If I've learned anything, I've learned this...
My biggest mistakes are forgiven and fogotten forever. I stand free of all condemnation. Makes me want to break out into song. Hallelujah, salvation and glory
Honor and power unto the Lord, our God
For the Lord, our God, is mighty
Yes, the Lord, our God is omnipotent
The Lord, our God, is wonderfulHallelujah! Salvation and glory and power belong to our God. Rev 19:1
16 лет назад не рассмотрела свою единственную любовь. Потом еще раза три или четыре не смогла ее рассмотреть в нем же. Теперь поздно - женат и дети.
Let's just talk about today.
Today's mistake: While writing a deep, heart felt sentiment on my daughter's 16th birthday card, I got distracted for a second, forgot what I was doing, then turned and signed the sentiment with my signiture.
Yes, my full first and last name like I was signing an official document. And, it was in ink. No erasing my mistake. No trying to cover it up.
My daughter thought it was so funny, she tweeted it for the world to read, and included this in her tweet...
My daughter will never let me live this down.
Научился ошибаться. Теперь отучиться не получается.
Of all of the mistakes I've made so far (and trust me, there are quite a few that I'm still trying to remedy...) the biggest I've made was not buckling down sooner in my first foray into college. I was just coming out of the military, and I enrolled at the local university, thinking it would be child's play. Definitely not the mindset one needs to have in order to be successful in college. I learned (after a long period of mind-numbing jobs and many misfortures) that in order to be a success, I had to apply myself to the work and not goof off anymore. A couple semesters in, and a few bouts with the Dean's List, I am well on my way to getting my degree. Now I just need to get a few more things that are necessary for survival, and I'll be set...

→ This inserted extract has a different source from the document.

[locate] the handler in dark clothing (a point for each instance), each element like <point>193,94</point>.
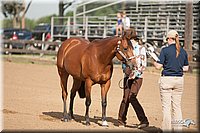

Making the first move. It happened not twice but thrice.
Letting other people's actions dictate what I do. That is just letting people walk all over me, I used to be too nice for my own good, and it got me nowhere.
Letting myself be emotionally abused for over 5 years. The guy who was the sweetest person the first couple of years became demented and brought me to tears over and over again. Staying with him for so long was my mistake. When he broke up with me it crushed me, but over time I realized that I was better because of it. I learned not to go blindly into things. Just because a guy seems sweet and perfect doesn't mean they are. If he is making you cry, canceling on you last second for no good reason, embarrassed to be around you, or hurting you friends then he is not worth the pain. No one is worth a broken heart.
I think the biggest mistake of my life so far is a mistake I keep making over and over again. I keep rushing into things. I guess I'm talking about relationships in this instance, but I guess this can also apply to life in general. Once I get into a situation because of my hurrying, I find certain flaws that I feel commanded to fix, and if they aren't fixed... well I feel as if I'm in a leaky boat in the middle of the ocean. The problems slowly seep in like the water in that boat, and I have no way to patch it up. Eventually I'll drown.
I guess making this mistake has taught me to be wary about certain situations, and not all that glitters is truly gold.
Eh. I have class... and I'm actually sneaking on this computer. So I gotta go.
The biggest mistake of my life was when I tried drinking with a couple of friends when I was 14, and it wasn't from peer pressure, I just wanted a taste of vodka. Turns out, its disgusting, and if I would have gotten a ride home from one of my freinds instead of calling my mom like I had, I would have died in he same accident they had. I haven't touched a single drop of anything like it since then.